EASIER-EUC (End User Computing) [13] was developed to provide support for the requirements specification stage of database design. EASIER-EUC embodies an expert consultant and a design assistant. System features include a knowledge-base of database design rules, a tutorial-like help system, the use of English as a data modelling language, and automatic generation of a conceptual schema diagram. The EASIER-EUC knowledge base consists of Requirement Elicitation Templates Sentences (RETS), Data Modelling Decision Rules (RULES) and Structured English Template Sentences (SETS) that control the end-user dialogue during the modelling process and are embodied in the help system. The system provides systematic guidance and decision rules by organising the method in a decision tree structure. The decision tree structure of EASIER-EUC contains all the steps and rules involved in identifying the user database requirements, from user specifying the database subject and until it automatically produce a conceptual diagram of the database.

The system is menu driven with an extensive help-like tutorial, and systematic guidance incorporated in the SETS, RETS and Rules menu. Output consists of a conceptual diagram based upon an E-R model, which is then translated into a normalised relation.

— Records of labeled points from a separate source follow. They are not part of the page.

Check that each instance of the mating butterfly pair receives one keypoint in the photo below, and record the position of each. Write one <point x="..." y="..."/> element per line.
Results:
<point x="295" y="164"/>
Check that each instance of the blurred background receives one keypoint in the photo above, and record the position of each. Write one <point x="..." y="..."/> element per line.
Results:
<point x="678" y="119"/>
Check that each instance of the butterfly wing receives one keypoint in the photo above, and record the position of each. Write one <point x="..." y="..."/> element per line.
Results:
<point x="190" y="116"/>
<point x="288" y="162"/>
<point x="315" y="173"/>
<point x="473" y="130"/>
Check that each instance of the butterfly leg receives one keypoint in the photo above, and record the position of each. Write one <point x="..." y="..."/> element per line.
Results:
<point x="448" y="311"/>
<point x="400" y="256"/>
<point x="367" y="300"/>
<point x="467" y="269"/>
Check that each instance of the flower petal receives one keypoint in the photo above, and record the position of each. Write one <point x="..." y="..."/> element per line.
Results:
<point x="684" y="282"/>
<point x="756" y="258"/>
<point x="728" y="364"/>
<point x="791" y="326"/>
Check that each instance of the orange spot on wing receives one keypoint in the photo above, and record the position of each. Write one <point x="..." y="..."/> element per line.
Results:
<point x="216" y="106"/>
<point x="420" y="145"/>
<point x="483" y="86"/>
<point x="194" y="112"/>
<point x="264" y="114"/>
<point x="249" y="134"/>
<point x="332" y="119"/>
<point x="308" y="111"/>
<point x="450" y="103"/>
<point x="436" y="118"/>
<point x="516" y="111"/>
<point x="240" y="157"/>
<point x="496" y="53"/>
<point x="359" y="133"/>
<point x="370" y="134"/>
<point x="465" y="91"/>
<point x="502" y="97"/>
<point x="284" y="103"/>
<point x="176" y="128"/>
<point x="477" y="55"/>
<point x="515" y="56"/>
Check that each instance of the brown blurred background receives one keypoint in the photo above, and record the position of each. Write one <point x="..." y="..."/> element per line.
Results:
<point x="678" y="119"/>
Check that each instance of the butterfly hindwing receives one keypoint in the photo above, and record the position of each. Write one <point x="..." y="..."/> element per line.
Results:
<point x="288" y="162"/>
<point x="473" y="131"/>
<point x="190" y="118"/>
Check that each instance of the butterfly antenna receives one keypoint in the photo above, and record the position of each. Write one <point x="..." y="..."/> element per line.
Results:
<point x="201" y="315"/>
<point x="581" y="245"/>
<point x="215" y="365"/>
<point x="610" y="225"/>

The system is intended for an end-user who is assumed to have some knowledge of database design. No real world knowledge or any specialised domain knowledge is used. The system produces a conceptual diagram as output which is useful in enabling the designer to observe the results. The system does not, however, feature any backtracking facilities which restricts the ability of the designer to redo any of the design stages where system results are not satisfactory.

NITDT

NITDT [14] is an expert database design tool supporting requirements specification and conceptual design of databases. The system embodies an inference engine, a knowledge base (Rule Base) and a fact base (Data Model Base).

The user provides a requirements specification which is expressed in NITSL (a requirement specification language) as input. The system then produces an E-R model representing the database as output. The system provides two interactive user-interfaces which are meant for the designer and the knowledge engineer. The first interface provides a menu for the database designer. The second interface provides a knowledge engineer with access to the Rule Base in order that it may be initially constructed, or subsequently updated.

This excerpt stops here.